Timestamps of openings of pill tray compartments were used to calculate MA scores for the SMASH intervention arm participants using an algorithm fully described elsewhere [24]. Briefly, doses taken within a 3-h window of the predesignated time received a full score for that dose, those within a 3–6 h window received a score of 0.5 for that dose, and those taken after more than 6 h received a score of zero. The SMASH group’s average MA per month ranged from 0.89 to 0.95 (average = 91.0%). Importantly, after the 6-month evaluation if MA was 1.0 for that month and SBP was controlled, participants could opt to return the tray. Seventy-three percent of the eligible SMASH participants did so. All that returned the tray maintained good MA measured via self-report using the Morisky Medication Adherence Scale [32] (Table 4) and subsequent SBP control following tray return. The Morisky MA self-report findings indicated no significant differences between the SMASH and ESC groups at baseline. Subsequently, the SMASH group reported significantly greater increases in MA at each evaluation.
The SMASH participants also showed good protocol adherence to the BP self- monitoring using the provided SMASH app and Bluetooth BP device. The overall adherence for total expected readings was 1.00 ± 0.24. For adherence to the more stringent definition of “on-time BP adherence” rate for taking their BPs every 3 days, the SMASH group did so 85.7% of the time. They averaged 8.8 ± 5.7 intervals >3 days during the 184.1 ± 2 days they participated.
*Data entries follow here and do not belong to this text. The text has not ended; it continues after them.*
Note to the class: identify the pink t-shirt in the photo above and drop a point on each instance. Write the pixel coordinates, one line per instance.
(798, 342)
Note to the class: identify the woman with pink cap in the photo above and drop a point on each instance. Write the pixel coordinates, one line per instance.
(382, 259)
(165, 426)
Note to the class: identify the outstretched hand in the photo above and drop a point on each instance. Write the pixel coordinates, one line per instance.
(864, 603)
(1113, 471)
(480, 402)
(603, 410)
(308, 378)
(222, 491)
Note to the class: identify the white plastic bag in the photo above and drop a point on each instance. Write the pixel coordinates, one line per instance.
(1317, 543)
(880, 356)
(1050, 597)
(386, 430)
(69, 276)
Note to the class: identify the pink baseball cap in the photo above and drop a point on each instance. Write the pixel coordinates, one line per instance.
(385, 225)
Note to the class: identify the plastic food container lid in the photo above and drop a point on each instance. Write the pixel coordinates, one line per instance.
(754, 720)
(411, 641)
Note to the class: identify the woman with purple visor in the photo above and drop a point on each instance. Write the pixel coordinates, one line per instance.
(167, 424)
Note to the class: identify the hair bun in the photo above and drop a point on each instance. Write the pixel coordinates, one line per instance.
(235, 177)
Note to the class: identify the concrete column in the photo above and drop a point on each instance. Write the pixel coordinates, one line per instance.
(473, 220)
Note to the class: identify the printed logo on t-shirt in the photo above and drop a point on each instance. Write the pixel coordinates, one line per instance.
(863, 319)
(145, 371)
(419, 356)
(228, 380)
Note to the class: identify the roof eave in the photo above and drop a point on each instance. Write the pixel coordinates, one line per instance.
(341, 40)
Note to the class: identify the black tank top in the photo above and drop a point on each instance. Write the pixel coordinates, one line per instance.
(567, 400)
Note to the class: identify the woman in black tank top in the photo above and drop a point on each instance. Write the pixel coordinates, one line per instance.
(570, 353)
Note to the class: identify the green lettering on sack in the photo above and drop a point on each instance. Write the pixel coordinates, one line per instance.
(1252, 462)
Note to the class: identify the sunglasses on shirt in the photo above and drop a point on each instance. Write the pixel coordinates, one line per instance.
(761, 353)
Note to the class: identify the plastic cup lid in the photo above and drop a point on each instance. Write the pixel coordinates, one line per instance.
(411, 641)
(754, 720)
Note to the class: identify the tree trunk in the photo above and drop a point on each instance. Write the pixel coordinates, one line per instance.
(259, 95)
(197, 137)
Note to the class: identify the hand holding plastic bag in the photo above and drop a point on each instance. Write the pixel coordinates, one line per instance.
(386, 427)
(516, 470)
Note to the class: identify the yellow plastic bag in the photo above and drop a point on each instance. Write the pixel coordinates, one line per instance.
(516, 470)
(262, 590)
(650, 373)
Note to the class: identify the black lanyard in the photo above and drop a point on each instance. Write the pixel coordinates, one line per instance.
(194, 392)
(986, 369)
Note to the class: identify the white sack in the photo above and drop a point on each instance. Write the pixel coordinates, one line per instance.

3.5. SMASH Satisfaction and Usability

The high levels of adherence to the medication schedule and BP self-assessment schedule indicated high levels of usability of the SMASH system including the smart phone app, Bluetooth BP monitor and the electronic medication tray. A random sample of 10 participants in the SMASH group were administered the telehealth satisfaction and usability questionnaire [33]. This 20-item questionnaire uses a 5 point Likert scale (1 = strongly disagree–5 = strongly agree). The average score total score (possible range = 20–100) was 98. Overall satisfaction with the SMASH system was an average of 4.87 and ease of use of the electronic tray and the smart phone app/BP monitor were both scored by all as a five.

4. Discussion

This two-arm efficacy RCT showed a user centered, culturally tailored, mHealth medication and BP self-management system (SMASH) quickly established and sustained BP control across a 9-month period among Hispanics with history of poor MA and uncontrolled hypertension. The SMASH intervention group compared to the enhanced standard care (ESC) group experienced earlier and much higher degrees of sustained SBP control based upon JNC7 guidelines (SBP < 140 mmHg). Both groups by definition based upon inclusion criteria were at zero levels of SBP control at baseline. The SMASH group climbed to 80% vs. 42.3% for the ESC group by month 1. They continued to increase SBP control levels and maintained >92% control throughout the remainder of the study. The ESC group reached a peak of SBP control at 3 months, and then continued to decline to a low of 27.8% at month 9. Interestingly, both groups exhibited significant improvements in DBP control (<90 mmHg). Both groups started out with ~60% meeting DBP control cutoff. The SMASH group maintained 100% DBP control throughout the trial while the values for the ESC group ranged from 88.5% to 94.7%. Collectively, these findings across the 9 months corroborate and extend not only our earlier work with Hispanics [24], but results of the SMASH program adapted for different ethnic groups and patient populations. Three other proof-of-concept and feasibility trials involving African Americans with sole diagnosis of uncontrolled hypertension, as well as African-Americans recovering from a recent stroke and African-American and non-Hispanic white kidney transplant recipients with uncontrolled hypertension showed comparable MA levels and BP control levels [24,25,34,35,36].
Compared to Xiong et al.’s 2018 review including eight MA studies directed at improving BP control in hypertensives [37], our program resulted in greater average reductions in SBP (30.5 vs. 9.6 mmHg), thus also achieving greater proportion of participants with SBP control. Interestingly, we did observe several similarities between our program and another highly successful program in reducing SBP [38]. Both studies included significant involvement of a HCP who received synthesized MA and biometric data reports. They were able to make clinical decisions much quicker than waiting for the next scheduled clinic visit more than three months away. This caveat may partially account for the inconsistency in mHealth program outcomes due in part to not monitoring both MA as well as associated biometric functioning, or if they do, not integrating the information into healthcare management process in a timely manner.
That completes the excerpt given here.